Taco Bell gives me gas no matter what the building looks like.
pepper, i have to disagree. i think you've fallen victim to the kind of cocooning mentality that is all too prevalent in academia.
i'll grant upfront that i know nothing about historic preservation as a discipline, but i think it and its practitioners need to operate within the confines of a limited reality. taco bell and others are going to expand into historic districts. residents of those districts would, i'm guessing, overwhelmingly prefer a fast food outpost that jibes with its surroundings instead of one that looks, as such establishments typically do, like a FEMA trailer. i see no problem with that.
even preservationists need to be pragmatic.
I have no problem with pragmatism--the point is that it's possible for a new building to fit in with an historic context without aping the architecture that makes it worthwhile...even if the aping is so perfect you'd never know the difference. That's disingenuous and is the source of these problems.
The pragmatic solution happens to be one that requires some intellectual effort--it's not a question of FEMA trailer vs. historic replication: well designed middle-ground is one of the white whales of architecture.
The most frustrating part is that it's hard enough for good architects to come up with new designs that fit in--much less the assholes that design Taco Bells or a living.
maybe so, but in an either/or scenario, i'd take the above over one of these:
http://chefmoz.org/img/ctoys/TacoBellHillRd.jpg
Ah, but this is a different question...Pete made the same point.
I'll recycle my response:
My point isn't that it doesn't look better--which is a separate question. The point is that the strategy that it uses to look better poses a threat that we don't want to deal with.
It's true that a lot of people just think old buildings are pretty, but if you don't have some kind of bigger theory underpinning the decisions you make, you get stuck making new things that suck, detract from other things, and in 100 years (if they're still standing) will be laughable, not charming.

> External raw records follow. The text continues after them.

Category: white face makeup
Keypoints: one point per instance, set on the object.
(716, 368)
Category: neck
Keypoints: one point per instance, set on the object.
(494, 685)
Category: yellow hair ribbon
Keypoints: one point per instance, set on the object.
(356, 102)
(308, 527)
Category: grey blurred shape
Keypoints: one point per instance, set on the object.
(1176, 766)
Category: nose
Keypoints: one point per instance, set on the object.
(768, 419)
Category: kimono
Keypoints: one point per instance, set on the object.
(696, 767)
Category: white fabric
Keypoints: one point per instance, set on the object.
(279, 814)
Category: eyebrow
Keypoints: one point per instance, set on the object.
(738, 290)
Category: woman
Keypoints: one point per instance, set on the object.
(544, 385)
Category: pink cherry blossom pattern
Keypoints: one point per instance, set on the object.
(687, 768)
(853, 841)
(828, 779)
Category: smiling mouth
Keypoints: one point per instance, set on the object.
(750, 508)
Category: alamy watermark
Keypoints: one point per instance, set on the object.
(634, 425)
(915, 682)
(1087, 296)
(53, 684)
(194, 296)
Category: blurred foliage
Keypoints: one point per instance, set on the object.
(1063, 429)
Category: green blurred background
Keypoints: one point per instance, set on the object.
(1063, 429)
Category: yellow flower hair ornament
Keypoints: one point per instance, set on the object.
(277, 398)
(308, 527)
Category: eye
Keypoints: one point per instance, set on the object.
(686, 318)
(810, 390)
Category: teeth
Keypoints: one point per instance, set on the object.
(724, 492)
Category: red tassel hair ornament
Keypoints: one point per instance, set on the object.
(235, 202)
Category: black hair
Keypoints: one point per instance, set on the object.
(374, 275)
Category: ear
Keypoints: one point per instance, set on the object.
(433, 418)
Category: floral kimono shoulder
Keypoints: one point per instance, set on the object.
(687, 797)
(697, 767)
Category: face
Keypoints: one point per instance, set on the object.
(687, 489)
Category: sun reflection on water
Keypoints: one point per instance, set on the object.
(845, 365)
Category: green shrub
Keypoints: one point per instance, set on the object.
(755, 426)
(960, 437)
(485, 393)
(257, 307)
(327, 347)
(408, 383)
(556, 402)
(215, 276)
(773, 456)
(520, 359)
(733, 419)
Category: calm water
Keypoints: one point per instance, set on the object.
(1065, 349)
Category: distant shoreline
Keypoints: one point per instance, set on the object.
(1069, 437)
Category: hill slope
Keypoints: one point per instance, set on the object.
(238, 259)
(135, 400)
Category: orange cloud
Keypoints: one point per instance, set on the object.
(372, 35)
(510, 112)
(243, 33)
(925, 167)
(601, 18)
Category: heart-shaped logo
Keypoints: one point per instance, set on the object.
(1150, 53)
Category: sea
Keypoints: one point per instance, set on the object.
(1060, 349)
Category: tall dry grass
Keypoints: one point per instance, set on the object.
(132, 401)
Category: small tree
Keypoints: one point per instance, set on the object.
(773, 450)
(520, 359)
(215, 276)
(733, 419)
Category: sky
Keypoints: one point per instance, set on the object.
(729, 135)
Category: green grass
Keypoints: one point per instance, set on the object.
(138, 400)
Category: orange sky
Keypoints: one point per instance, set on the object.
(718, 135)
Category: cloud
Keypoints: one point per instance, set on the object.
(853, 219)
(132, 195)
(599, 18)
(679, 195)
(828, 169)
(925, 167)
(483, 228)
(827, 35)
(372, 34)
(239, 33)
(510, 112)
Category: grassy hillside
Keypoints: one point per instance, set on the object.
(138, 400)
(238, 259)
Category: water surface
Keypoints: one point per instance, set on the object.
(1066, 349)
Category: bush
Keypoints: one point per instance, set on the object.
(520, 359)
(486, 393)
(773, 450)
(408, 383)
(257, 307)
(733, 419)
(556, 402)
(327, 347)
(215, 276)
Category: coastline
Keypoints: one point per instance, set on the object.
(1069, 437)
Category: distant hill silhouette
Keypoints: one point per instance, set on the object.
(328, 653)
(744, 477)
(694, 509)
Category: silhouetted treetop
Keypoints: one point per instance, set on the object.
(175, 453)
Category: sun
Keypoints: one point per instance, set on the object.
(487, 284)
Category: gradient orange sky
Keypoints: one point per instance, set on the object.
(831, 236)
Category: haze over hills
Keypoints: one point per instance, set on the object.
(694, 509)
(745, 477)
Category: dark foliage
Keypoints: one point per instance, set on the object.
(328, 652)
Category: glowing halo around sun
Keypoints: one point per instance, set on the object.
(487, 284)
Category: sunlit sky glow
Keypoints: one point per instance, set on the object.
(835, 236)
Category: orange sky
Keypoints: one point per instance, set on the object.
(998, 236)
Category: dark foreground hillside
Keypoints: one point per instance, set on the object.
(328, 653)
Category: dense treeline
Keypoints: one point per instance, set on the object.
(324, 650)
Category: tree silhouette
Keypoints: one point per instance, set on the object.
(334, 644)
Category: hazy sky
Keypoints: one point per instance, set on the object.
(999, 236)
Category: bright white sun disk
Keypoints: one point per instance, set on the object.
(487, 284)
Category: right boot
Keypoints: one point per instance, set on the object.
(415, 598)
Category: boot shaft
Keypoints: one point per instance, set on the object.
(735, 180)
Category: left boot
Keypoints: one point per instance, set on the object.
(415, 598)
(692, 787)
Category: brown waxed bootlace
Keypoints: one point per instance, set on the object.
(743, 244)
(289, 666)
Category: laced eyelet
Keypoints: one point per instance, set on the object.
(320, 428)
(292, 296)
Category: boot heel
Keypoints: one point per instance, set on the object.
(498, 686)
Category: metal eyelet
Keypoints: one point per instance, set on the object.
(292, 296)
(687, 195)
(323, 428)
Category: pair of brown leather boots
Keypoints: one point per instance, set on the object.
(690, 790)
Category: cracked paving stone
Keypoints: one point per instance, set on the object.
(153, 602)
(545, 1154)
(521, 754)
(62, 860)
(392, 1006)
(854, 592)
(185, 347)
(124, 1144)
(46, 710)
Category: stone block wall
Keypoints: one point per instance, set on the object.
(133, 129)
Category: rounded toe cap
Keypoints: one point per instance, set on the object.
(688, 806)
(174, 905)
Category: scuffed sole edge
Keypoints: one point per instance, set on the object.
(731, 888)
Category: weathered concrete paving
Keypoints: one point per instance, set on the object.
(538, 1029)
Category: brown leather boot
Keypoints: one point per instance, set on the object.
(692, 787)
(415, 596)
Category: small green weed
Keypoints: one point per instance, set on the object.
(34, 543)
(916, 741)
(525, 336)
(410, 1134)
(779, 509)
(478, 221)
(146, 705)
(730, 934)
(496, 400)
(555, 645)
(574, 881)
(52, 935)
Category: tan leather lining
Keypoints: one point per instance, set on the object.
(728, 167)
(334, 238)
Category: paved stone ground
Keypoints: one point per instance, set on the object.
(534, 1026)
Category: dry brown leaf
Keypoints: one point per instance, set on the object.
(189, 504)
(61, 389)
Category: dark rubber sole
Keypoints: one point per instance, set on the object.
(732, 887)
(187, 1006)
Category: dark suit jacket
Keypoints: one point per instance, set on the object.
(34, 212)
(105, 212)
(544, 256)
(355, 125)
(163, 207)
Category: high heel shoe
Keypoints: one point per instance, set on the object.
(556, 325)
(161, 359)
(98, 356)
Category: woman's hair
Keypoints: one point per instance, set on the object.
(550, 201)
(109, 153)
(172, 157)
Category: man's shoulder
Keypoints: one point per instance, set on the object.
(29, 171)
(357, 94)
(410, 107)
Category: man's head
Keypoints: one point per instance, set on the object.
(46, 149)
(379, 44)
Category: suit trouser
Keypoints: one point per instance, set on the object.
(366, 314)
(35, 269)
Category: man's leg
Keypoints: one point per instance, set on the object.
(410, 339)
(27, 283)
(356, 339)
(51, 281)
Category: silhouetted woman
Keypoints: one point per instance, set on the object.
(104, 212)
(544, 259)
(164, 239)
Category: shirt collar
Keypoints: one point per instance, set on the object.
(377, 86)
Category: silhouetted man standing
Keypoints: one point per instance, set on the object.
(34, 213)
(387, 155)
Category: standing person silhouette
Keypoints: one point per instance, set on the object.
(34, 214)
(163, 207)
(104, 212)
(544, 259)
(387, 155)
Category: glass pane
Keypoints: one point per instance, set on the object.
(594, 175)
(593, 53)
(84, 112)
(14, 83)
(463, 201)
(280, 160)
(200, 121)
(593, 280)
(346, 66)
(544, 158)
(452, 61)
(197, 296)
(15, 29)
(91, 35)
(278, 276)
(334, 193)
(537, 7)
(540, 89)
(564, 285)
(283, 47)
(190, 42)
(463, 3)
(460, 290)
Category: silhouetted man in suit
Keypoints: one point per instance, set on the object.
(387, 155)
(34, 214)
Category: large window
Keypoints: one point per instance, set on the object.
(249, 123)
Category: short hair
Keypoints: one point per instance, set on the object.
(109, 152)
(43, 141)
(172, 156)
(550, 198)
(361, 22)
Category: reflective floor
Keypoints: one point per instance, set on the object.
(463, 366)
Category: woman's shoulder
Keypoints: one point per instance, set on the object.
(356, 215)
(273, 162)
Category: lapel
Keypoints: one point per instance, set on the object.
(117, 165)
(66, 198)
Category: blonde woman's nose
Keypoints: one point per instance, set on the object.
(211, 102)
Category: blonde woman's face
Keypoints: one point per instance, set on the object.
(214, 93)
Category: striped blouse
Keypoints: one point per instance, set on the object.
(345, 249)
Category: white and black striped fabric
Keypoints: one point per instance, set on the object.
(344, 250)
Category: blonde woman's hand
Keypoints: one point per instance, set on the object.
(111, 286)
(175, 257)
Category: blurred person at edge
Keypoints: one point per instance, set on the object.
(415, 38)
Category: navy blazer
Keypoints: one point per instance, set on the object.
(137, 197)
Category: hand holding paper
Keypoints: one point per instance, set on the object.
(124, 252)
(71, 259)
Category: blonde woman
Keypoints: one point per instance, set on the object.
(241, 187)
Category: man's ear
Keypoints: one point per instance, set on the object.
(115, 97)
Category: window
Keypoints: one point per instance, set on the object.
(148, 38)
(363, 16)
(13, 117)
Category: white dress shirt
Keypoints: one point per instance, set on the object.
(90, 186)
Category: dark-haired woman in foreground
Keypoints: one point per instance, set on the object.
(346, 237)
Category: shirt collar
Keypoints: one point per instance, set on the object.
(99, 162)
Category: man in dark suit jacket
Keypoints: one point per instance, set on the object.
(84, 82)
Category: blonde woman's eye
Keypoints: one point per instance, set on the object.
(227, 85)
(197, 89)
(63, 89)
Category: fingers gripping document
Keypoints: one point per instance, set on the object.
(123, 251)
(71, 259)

In other words, you can design a better looking taco bell without getting into all this theoretical mess: just don't copy old stuff.
I wish Dr. Fitch would have a little chat with anyone who will ever be involved with new construction at UVa. I think Scott Stadium and the John Paul Jones Arena are perfect examples of this inappropriate commingling of past and present that is, and still will be 100 years from now, laughable.
oh, JPJ arena and that taco bell are laughable now. they just look better than university hall and any other tb, respectively.
pepper, you would be deeply saddened by the west end suburb of richmond. this building is an exact carbon copy of most of the bank branches, ukrops grocery stores, and blockbuster video stores where i grew up. although, ukrops is a pretty tight grocery store.
i'm saddened by a lot of places in the USA, come to think of it.
why do you hate america?
Something else to consider here...
Taco Bell is never going to hire a true "designer" to make something meaninful. You will never see a Mark Zeff designed Burger King. In the absence of these places greating a new meaningful design, at least a bad copy is better than the usual crap.
hear-hear, pete.
pepper: you need to get the hell out of grad school already; the academese is rotting your keen and creative mind.